So where does he go from here? Obviously, Oliver's only football option is to petition the NFL and enter the loosely organized July supplemental draft. The big losers in this scenario are not only the University of Georgia, who now has the unenviable task of replacing one of the top boundary corners in the country, but also the party in question--one Paul Oliver--a player whose draft status will likely be determined and tied to the opinions of in-house personnel scouts, tape-only viewing, and a single individual workout attended generally by local area scouts, most of whom will not to happy about having their summer vacation interrupted.
So what is the supplemental draft all about and how does it work? Well for one thing, don't expect much fanfare, Mel Kiper, ESPN coverage or NFL commissioner Roger Goodell stepping up to the podium at Radio City Music Hall for this non-event. In fact, unless you log on to Scout.com, don't expect to see the results of this process until the following day when you peruse your local newspaper.
Just prior to the opening of NFL training camps (early to mid July), Oliver--along with a handful of players who have fallen through the cracks--will be made
available to all the respective member teams.
Here's how the process works: All NFL clubs with 6 wins or less will be given a weighted advantage favoring teams with the fewest amount of victories. The next group will include all other non-playoff teams with all playoff clubs (twelve) making up the third and final group of potential suitors.
Each of these groups is subject to the same weighted advantage favoring teams with the most loses. After the draft order is determined, the clubs will then submit to the league office the name and draft round (if any) they would expend in selecting said player. Teams who extend a draft pick will forfeit the same corresponding pick in next spring's player draft.

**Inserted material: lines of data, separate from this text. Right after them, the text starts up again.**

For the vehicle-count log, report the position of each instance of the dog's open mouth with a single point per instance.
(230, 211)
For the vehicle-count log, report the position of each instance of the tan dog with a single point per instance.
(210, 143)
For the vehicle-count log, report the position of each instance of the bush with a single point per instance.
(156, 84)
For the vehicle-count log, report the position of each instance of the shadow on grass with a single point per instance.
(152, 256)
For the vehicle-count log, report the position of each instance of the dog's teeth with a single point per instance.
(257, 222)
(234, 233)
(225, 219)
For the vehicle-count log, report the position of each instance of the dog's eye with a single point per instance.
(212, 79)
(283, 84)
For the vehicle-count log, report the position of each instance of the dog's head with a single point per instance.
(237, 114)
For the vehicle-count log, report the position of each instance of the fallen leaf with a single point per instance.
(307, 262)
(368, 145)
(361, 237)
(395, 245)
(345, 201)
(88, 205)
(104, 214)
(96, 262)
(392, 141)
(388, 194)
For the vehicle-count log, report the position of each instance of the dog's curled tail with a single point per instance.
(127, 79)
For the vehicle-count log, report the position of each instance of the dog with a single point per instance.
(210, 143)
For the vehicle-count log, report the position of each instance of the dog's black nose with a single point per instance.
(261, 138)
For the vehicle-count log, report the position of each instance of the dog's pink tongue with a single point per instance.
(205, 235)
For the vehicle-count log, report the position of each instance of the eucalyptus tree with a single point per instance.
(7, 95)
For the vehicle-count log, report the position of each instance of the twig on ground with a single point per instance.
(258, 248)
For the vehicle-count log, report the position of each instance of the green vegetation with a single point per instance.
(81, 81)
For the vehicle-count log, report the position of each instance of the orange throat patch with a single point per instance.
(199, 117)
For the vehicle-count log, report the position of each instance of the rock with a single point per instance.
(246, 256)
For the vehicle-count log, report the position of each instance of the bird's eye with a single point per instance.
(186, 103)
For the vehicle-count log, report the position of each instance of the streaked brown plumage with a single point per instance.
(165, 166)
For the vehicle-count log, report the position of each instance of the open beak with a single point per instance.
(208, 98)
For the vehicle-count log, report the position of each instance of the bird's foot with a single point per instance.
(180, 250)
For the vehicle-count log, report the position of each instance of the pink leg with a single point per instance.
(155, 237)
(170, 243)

Eight former supplemental picks (five quarterbacks), have been selected in the first round including Steve Walsh, Dave Wilson, Bernie Kosar, Brian Bosworth, Dave Brown, Rob Moore, Timm Rosenbach, and Bobby Humphrey. But if recent history is any indication, don't expect NFL clubs to extend a top-round pick on a player given the lack of practical exposure to this individual.
Think about it for a moment. Most teams do not feel entirely comfortable selecting underclassmen who declare in mid-January with an Indianapolis
combine, multiple workouts, extensive physical interviews, visitations, and full
season tape evaluation. So consider their (NFL clubs) thinking process when
making a decision based on none of the above stated factors.
Another major factor that is often overlooked when selecting a player via the supplemental draft route is the fact that a supplemental draft player will in effect attend their first training camp with no minicamp and summer school preparation, thus putting him clearly behind the other rookies and first-year players.
Last season, the Bengals selected Virginia LB Ahmad Brooks with a third-round selection. Brooks, who declared for the draft after having been dismissed
from the squad for violating team rules, was arguably a potential top-round
selection had he remained in school and was selected in this past spring's
No club--based on his 2005 injury plagued season, a weight and character concern--felt entirely comfortably pulling the switch in either of the top two rounds on this very talented player, thus costing him hundreds of thousand of dollars.
In the case of Oliver, two critical factors above all others will play an important role on where and when he is selected; his ability to run 120 feet (40 yards) and team needs at this very critical position.
Looking for a potential destination for this talented individual? With the loss of Nate Clements via free agency to the 49ers, and having neither replaced him through free agency or the draft, I look at the Buffalo Bills as my early pre-draft favorite.